Przebudzenie Lewiatana to historia na skalę Układu Słonecznego – Ziemia jest kolebką życia, ale jest już ono możliwe w różnych zakątkach Układu. Terraformowany Mars ma największą armię w znanym wszechświecie, a Pas Asteroid to slumsy znanego świata. Ludzie, choć pochodzą z tego samego kawałka skały, zaczynają się od siebie różnić nie tylko na poziomie fizycznym, lecz także światopoglądowym.

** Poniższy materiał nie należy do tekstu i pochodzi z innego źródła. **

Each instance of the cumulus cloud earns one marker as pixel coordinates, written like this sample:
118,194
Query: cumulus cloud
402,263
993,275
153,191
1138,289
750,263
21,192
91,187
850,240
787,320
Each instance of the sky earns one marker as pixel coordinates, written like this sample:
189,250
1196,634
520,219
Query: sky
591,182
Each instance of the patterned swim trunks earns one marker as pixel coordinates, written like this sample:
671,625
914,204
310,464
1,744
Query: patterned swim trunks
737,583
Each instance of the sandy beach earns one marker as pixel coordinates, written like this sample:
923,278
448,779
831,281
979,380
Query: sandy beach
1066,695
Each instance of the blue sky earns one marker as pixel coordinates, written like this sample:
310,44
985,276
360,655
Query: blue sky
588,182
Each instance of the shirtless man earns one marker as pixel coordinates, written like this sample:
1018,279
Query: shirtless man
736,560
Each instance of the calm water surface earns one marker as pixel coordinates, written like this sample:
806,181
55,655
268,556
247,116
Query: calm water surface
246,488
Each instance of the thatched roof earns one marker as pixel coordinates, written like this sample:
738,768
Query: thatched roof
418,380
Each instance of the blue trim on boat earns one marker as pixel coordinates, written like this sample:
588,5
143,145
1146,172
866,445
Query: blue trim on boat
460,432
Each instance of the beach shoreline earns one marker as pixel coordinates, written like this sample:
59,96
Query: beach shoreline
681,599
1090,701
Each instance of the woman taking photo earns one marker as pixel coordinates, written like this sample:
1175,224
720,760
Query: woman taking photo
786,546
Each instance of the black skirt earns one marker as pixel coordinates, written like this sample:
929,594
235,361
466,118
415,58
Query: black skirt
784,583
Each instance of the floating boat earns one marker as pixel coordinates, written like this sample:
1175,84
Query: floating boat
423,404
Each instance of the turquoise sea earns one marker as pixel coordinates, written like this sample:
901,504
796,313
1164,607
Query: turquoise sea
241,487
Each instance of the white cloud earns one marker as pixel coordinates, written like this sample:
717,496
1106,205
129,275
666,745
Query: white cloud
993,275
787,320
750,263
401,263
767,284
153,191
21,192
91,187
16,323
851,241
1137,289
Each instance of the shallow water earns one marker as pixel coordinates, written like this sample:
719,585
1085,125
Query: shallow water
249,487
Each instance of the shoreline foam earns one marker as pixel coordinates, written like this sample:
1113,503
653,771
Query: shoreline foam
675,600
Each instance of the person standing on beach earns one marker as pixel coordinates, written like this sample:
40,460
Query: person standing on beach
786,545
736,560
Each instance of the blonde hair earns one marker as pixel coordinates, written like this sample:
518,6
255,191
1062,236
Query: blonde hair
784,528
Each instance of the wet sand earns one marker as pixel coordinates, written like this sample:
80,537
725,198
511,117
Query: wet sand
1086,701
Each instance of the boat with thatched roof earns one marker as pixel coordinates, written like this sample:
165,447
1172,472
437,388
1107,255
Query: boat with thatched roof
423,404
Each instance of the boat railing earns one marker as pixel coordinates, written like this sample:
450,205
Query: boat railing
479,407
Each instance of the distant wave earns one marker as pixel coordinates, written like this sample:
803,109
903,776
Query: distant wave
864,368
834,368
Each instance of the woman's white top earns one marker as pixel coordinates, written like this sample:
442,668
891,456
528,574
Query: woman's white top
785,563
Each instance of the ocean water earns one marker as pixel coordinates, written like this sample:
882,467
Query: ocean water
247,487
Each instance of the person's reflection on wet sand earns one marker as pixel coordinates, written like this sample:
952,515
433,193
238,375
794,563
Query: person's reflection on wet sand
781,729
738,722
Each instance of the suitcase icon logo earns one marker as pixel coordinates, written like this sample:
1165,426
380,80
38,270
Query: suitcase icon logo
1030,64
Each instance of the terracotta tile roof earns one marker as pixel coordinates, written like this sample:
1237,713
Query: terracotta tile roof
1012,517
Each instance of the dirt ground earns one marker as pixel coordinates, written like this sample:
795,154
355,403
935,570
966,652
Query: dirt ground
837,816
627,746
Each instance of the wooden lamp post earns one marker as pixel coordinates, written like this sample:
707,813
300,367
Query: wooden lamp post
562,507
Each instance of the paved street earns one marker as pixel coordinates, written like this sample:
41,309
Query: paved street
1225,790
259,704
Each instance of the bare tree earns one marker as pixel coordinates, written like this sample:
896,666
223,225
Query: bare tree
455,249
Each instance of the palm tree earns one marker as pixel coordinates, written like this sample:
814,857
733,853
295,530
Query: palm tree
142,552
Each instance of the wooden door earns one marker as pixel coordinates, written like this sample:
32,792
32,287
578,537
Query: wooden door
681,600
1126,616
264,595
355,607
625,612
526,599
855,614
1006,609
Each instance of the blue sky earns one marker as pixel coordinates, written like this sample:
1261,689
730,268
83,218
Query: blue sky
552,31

Lód to jedno z najcenniejszych dóbr – jest źródłem wody, tlenu i azotu dla stacji wydobywczych w Pasie. Jego dostarczaniem zajmują się lodowcowce, wielkie i niezgrabne statki towarowe, od ktorych zależy życie ludzi. Jeden z tych statków odpowiada na wiadomość SOS, bo:
Prawo Układu Słonecznego było bardzo jednoznaczne. W środowisku tak wrogim życiu jak kosmos, pomoc i dobra wola innych ludzi nie były opcjonalne. Samo pojawienie się sygnału awaryjnego zobowiązywało najbliższy statek do zatrzymania się i udzielenia pomocy… choć prawo to nie było przestrzegane bezwarunkowo (s. 20).
To, co znajduje na miejscu ekipa ratunkowa to początek dramatu – całkowicie opuszczony statek nadający automatyczny sygnał jest przynętą. Ofiarą zostaje macierzysty lodowcowiec Jamesa Holdena. On sam ocalał wraz z kilkoma osobami z załogi, choć powinien był zginąć. Emocjonalna informacja nadana przez niego zaraz po wybuchu stała się zarzewiem wojny.
Natomiast w Pasie jeden z policjantów, Miller, dostaje zlecenie na odnalezienie córki bogatego przemysłowca z Ziemi. Zbuntowana Julie związała się z Sojuszem Planet Zewnętrznych (SPZ) i podczas wykonywania dla nich zleceń, jej statek został zaatakowany i przemieniony przez tajemniczą substancję, karmiącą się energią. I gdy stróż prawa powoli odkrywa prawdę, wtem zostaje odcięty od informacji i zwolniony ze służby. Popadający w napędzaną alkoholem obsesję, rusza śladem Julie, a jego losy splatają się z ocalałymi z katastrofy Canterbury Holdenem i jego załogą.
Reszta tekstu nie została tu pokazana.